The Russians killed hundreds of civilians in Borodyanka. Forty-one of them were pulled from the rubble of just a few blocks on Centralna Street. 

Borodyanka's acting mayor, Georgiy Yerko, considers Centralna Street a crime scene. 

"Airstrikes on civilians in residential areas are war crimes," he said.

As they advanced on the capitol of Kyiv, Putin's army cleared the way by attacking Borodyanka. It's about 40 miles east of downtown and lies along the highway. Through airstrikes, they destroyed at least a dozen residential apartments.

The Russian bombs tore through the center of the five-to-ten-story tall buildings, once home to thousands, including Vladyslav Pichuhin. 

From the window of his apartment he shot a video as a column of Russian tanks rolled down Centralna Street on the fourth day of the invasion. He knew he had to escape. 

"We understood it was too dangerous to stay in the apartment," Pichuhin said. "So we moved to a garage nearby where we had good shelter."

Two days later, he woke up to the sound of explosions. He and his girlfriend got in their car to escape Borodyanka. When they drove past their apartment building "there was just clouds of dust and ruins... It was horrible," he says.

He is testimony to the horrifying randomness of death on this street while some from his building survived. Neighbors on the other side of his wall — a mother, father and 12-year-old child — died in the wreckage of their home. 

Others, he says, were buried alive in the basements they thought would shelter them.   

The Russians shot or shelled anyone trying to rescue the injured, residents say. 

But a few days after the bombings, a woman who lived nearby braved Russian snipers to walk with her dogs near the wreckage. We met her on Centralna Street and she told us how people trapped underneath the rubble cried out to her. They had been without food and water for three days. 

She says that for the rest of the Russian occupation she brought them food and water, passing it through small openings. No one knows if they survived. 

On the other side of Centralna Street, Valentin Moiseenko, the photographer for Borodyanka's cultural office, ventured out in the days before the bombings, capturing the first tanks on Centralna Street. 
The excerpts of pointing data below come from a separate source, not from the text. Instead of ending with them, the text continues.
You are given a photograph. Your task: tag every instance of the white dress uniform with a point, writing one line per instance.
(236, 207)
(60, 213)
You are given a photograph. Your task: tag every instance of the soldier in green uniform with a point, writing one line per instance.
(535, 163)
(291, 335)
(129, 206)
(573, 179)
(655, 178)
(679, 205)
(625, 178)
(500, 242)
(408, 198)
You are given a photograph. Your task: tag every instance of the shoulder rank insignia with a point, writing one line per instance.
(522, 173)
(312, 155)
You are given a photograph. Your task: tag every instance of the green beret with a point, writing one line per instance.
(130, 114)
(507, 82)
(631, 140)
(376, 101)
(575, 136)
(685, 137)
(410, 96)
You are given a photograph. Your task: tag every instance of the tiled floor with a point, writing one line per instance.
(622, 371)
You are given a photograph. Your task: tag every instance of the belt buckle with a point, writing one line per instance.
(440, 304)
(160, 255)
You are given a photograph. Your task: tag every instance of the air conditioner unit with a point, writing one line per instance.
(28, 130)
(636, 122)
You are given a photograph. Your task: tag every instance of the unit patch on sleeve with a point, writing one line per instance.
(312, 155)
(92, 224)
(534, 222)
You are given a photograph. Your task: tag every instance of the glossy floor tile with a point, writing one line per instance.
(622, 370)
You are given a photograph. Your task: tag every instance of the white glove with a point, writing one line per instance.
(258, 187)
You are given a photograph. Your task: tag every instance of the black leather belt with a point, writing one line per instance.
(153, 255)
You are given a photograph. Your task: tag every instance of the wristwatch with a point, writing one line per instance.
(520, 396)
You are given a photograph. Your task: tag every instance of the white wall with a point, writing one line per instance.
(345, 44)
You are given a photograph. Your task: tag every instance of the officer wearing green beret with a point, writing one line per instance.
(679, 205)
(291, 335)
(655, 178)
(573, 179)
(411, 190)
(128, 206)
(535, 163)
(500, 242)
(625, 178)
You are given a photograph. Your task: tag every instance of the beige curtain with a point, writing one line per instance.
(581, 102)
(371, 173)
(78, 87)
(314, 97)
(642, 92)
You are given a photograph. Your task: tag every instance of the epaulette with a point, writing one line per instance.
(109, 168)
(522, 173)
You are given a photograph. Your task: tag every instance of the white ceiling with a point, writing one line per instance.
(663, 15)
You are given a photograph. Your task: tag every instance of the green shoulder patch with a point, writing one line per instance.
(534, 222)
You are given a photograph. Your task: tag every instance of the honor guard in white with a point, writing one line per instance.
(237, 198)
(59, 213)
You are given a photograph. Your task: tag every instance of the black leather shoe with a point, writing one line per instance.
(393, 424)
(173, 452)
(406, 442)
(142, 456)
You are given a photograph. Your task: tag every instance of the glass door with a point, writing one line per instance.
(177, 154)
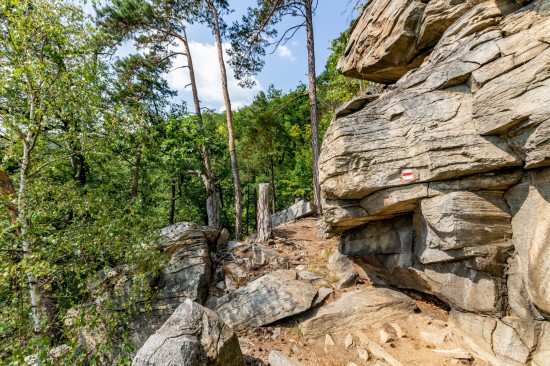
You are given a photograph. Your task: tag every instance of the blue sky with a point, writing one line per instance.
(284, 68)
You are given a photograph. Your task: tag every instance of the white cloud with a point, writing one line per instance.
(285, 53)
(207, 73)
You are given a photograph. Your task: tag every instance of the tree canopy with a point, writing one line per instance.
(98, 154)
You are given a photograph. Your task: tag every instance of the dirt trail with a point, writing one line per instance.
(302, 250)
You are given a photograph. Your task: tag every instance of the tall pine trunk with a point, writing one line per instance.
(313, 104)
(23, 223)
(212, 195)
(263, 230)
(229, 117)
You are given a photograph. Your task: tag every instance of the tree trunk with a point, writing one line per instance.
(313, 104)
(135, 179)
(212, 196)
(272, 179)
(247, 221)
(7, 193)
(229, 117)
(23, 228)
(263, 230)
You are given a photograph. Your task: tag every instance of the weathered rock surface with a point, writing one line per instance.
(297, 211)
(193, 336)
(271, 297)
(343, 268)
(186, 276)
(441, 184)
(355, 309)
(277, 358)
(393, 37)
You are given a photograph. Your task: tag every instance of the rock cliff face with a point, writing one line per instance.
(442, 183)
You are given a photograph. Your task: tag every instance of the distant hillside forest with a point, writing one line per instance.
(97, 155)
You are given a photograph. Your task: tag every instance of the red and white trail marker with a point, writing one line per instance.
(408, 174)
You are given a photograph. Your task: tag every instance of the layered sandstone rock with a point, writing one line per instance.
(442, 183)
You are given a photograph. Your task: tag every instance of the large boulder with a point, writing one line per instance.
(405, 137)
(530, 204)
(357, 309)
(192, 336)
(272, 297)
(297, 211)
(393, 37)
(441, 183)
(186, 276)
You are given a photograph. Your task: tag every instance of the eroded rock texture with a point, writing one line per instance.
(442, 183)
(193, 336)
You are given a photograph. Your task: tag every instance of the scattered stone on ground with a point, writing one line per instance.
(193, 335)
(269, 298)
(356, 309)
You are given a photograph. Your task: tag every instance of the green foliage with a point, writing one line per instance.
(110, 154)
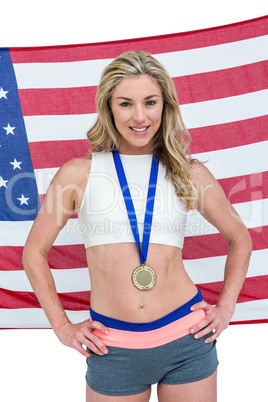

Early resistance by the town destroyed armored vehicles. 

"I suppose that this resistance prompted the Russians to make a decision to destroy Borodyanka as much as they could," Moiseenko said.  

After the Russian bombs destroyed Centralna Street, more Russian troops arrived to terrorize the town. Tanks were shot at point blank range.    

"A huge column of tanks and armored vehicles moved through Centralna Street. They struck everything. Residential areas. Private houses. People on the street," Moiseenko continued.

And then Russian soldiers occupied his building. He showed Newsy a bullet hole on the frame of his door. They ransacked and looted from his neighbors. 

Moiseenko's balcony looks out on a park and the statue of Taras Shevchenko — the Ukrainian national poet. The Russians put a bullet through the head of Shevchenko, execution style.   

The poet, like the destroyed buildings he faces, are now monuments to the horror of Russian atrocities in their battle for Kyiv.